“I’ll keep us going if you keep the charade / They won’t know of the debts that we made / I’ll keep them coming like moths to a flame / We’ll be the best thing that they’ve ever seen,” we’re told in a particularly enigmatic string of verses from the new single “Tiffany Skylight” by Goldthread, the lyrics bouncing off of the thick bottom-end of the track epically well. There’s a lot of duality between poetry and pulsating musicality in this single, but for all who have been craving something a little stronger out of their alternative rock, this was made just for you.

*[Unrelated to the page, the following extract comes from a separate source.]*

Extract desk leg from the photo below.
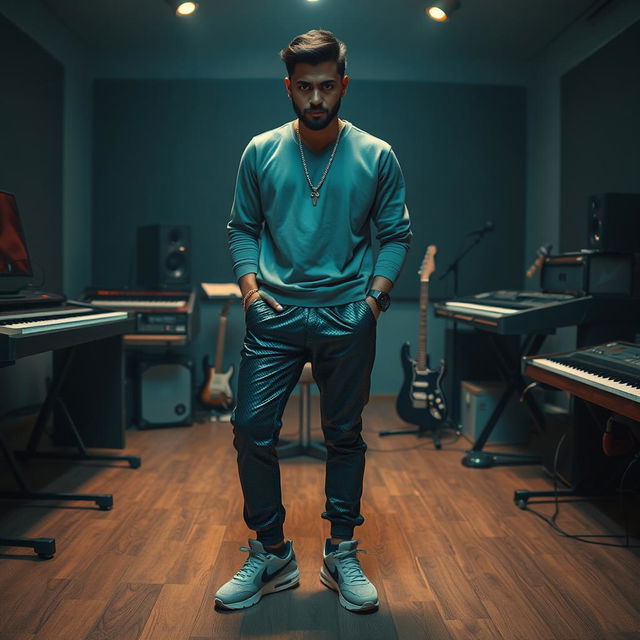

The relationship between the guitar parts and the drums here can be rather tumultuous in spots, but this never impedes our singer from being able to colorize the lyrics with a lot of personality and honest investment in the narrative that doesn’t come from rehearsing at all. This isn’t a rock band rocking out for the sake of expending energy, but instead a group of musicians intent on expressing something so much bigger than what the medium has been described as capable of evoking. It’s an ambitious move, but one that has to be done to save alt-rock from its impending irrelevancy.
Watch the video for “Tiffany Skylight” below
There’s no arguing – the surrealism influence this band has taken up in “Tiffany Skylight” is quite fetching, but it’s also not being offered to us with nearly as much of an indulgent spin as some of the other Midwestern rock bands you’re going to hear this year would. I don’t get the impression that Goldthread wants to front a fat artistic concept for this song or its video, but instead explore their own depth as a band that has the ability to make some interesting music not necessarily modeled after anyone’s expectations of what rock should be.
Few of the rockers that I’ve been listening to lately have the wherewithal that Goldthread does in the studio, and this astounding contribution to their discography should do something to elevate their profile among scenes that haven’t already gotten into their sound. “Tiffany Skylight” has some classic alternative rock stylization to its compositional structure, but its creators’ delivery is clandestine rather than chaos-inspired. I think that Goldthread wants to make a statement with the release of this song and its music video, and that statement is that they aren’t interested or willing to fit in with the standard in this genre today.